Dining at Geneseo with Food Allergies
Campus Auxiliary Services is committed to accommodating your individual dietary needs. Please make an appointment to meet our Nutrition & Wellness Manager, Heather Carrera, DCN, MS, CNS, CDN, to understand how we can make your campus dining experience safe and enjoyable.
All of our menus are labeled for easy identification of common allergens and diets. Follow these labels (below), and if you have any concerns, check with your server, chef, chef manager or contact our Nutrition & Wellness Manager. Whether you're allergic to one of the top nine allergens; wheat, dairy, soy, egg, tree nuts, peanuts, fish and shellfish, sesame or another allergy, we can help you. We provide allergen icons next to each menu item as well as additional allergens such as soy, egg, and sesame on our online menus.
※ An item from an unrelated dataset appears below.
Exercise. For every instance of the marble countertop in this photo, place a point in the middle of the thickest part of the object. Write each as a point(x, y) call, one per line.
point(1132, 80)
Food Allergies and Intolerances
If you have a food allergy or specialized diet, it is important to meet with our Nutrition & Wellness Manager to develop a plan that meets your needs. If needed, an emergency plan will be developed so that you are prepared in the event of an allergic reaction on campus. Many menu items can be altered to fit your dietary needs with simple preparation changes. If cross-contamination with an allergen at the point of service is a concern, a menu item can be taken from the kitchen before it is brought out for service.
When discussing food allergies and intolerances, many will use these terms interchangeably. While the symptoms of food allergies and intolerances can be similar, they have very different causes and origins.
A food allergy is characterized by the body's immune system recognizing food as a foreign antigen, or invader, and making antibodies to defend against that food. An allergic reaction to a food can be immediate and life-threatening, presenting a range of reactions, from tongue swelling and anaphylaxis to digestive symptoms such as vomiting.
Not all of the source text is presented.